I fail to see how this is google’s problem, you can’t expect every page to be reindexed every hours.
Are you seriously saying that discourse can’t check that if a link includes ?page=2 which would translate to /21, but if the topic shrunk to 19 posts, it can’t handle that and redirect to the last post /19 in this case?
In fact, discourse already has everything ready to do it right, w/o needing to put the blame on external forces. Currently, If the topic has 19 posts and I type /99, it automatically redirects to /19 - so it knows how to handle shrinking topics just fine. So if you let ?page=2 to always redirect to /21, w/o checking whether there are 21+ posts or not, discourse will do the right thing after 2 redirects:
…?page=2 => Redirect …/21
…/21 => …/19
of course, I’m assuming the server is configured to handle multiple redirects.
Does this make sense?
p.s. I think the proposed solution reduces the edge case to general case and actually simplifies things, since you no longer need to check whether ?page=2 “exists” and let redirects do the right thing.

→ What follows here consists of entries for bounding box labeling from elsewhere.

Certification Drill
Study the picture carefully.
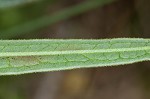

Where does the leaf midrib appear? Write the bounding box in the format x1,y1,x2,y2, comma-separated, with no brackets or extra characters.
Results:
0,46,150,57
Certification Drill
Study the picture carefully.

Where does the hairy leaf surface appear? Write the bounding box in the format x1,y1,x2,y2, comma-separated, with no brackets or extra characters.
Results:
0,38,150,75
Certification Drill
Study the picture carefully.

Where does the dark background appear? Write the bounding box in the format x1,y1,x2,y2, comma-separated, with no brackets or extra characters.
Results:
0,0,150,99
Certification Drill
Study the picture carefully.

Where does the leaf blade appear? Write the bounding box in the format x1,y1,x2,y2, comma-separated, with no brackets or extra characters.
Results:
0,38,150,75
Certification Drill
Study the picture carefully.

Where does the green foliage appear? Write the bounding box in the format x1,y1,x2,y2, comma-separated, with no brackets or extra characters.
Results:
0,38,150,75
0,0,39,8
0,0,114,39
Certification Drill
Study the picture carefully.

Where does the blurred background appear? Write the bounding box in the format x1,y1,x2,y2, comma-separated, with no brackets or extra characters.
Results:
0,0,150,99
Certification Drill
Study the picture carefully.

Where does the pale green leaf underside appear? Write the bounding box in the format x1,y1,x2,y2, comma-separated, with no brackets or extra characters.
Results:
0,38,150,75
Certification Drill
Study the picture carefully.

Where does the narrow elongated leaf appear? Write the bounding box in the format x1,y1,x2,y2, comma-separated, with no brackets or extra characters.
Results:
0,38,150,75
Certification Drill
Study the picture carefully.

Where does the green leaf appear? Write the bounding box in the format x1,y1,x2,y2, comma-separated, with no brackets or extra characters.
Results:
0,0,39,8
0,38,150,75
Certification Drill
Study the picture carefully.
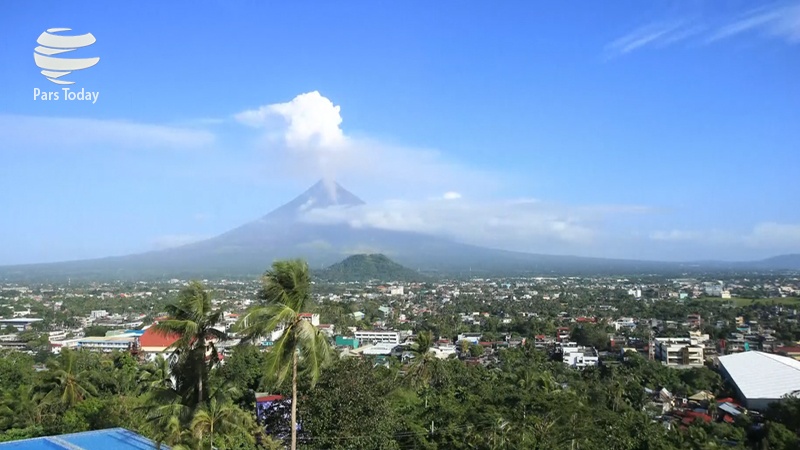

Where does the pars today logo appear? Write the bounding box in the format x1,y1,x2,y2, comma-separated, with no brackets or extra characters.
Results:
33,28,100,104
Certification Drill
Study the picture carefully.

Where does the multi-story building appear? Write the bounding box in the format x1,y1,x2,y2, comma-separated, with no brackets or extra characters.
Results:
353,330,400,345
560,342,600,369
653,337,705,367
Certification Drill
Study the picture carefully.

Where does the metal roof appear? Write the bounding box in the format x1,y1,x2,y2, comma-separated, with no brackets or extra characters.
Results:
0,428,164,450
719,351,800,399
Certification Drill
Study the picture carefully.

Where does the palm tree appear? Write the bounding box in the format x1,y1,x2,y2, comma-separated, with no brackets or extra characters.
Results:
190,398,250,449
40,348,97,408
238,260,331,450
0,384,42,429
406,331,436,387
153,281,227,410
139,355,175,392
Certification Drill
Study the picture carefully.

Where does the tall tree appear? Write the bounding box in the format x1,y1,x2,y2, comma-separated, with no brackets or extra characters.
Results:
153,281,226,410
239,260,331,450
39,348,97,408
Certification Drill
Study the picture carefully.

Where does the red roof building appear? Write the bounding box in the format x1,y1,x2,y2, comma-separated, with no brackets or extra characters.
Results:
139,327,180,353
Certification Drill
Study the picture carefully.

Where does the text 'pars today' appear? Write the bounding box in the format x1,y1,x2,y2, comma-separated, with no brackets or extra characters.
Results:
33,88,100,104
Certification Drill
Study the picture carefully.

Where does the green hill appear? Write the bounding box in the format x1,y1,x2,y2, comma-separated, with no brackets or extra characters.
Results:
317,253,427,281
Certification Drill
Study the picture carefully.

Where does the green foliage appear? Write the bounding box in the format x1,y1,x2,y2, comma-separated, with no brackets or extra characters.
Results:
315,254,427,282
300,359,398,450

Of course, e.g. take the first hit from this search, which links to this. (assuming google will show you the same results, but if not, then just use the last link of my reply directly.)
Actually, you don’t need live examples from elsewhere - take this thread on your own server, it doesn’t do too well either: Googlebot 404 errors due to page numbers - same problem.
This very topic wasn’t split and has the same problem. Therefore the way how the shrinking came about matters not.
Take a book analogy, in a book if you rip out page 77, page 200 remains page 200. In Discourse page 200 becomes page 199
but discourse is not a book which is cast in “paper” once printed, it’s dynamic “living” system. As such I am unable to see where the book metaphor fits in this case.
And even if I run with your metaphor, page 200 remains page 200, so if there was a link to page 200 before that worked - it should work still if pages 1-199 were ripped out. Except, this surely is not the way to fix this problem, which is much simpler if you don’t look at it as a book.
Apologies for not being clear, @sam. I meant that if this topic were to shrink from 21 to 20 posts it would have the same issue, and thus you have your own setup to test with and no need for external live URLs.
This would seem to be a decent solution. But I don’t understand why this is happening in the first place? Why is Discourse adding page numbers that don’t exist to the sitemap?
In the case of the topics I’m examining with this issue there are no deleted posts or other modifications to the threading.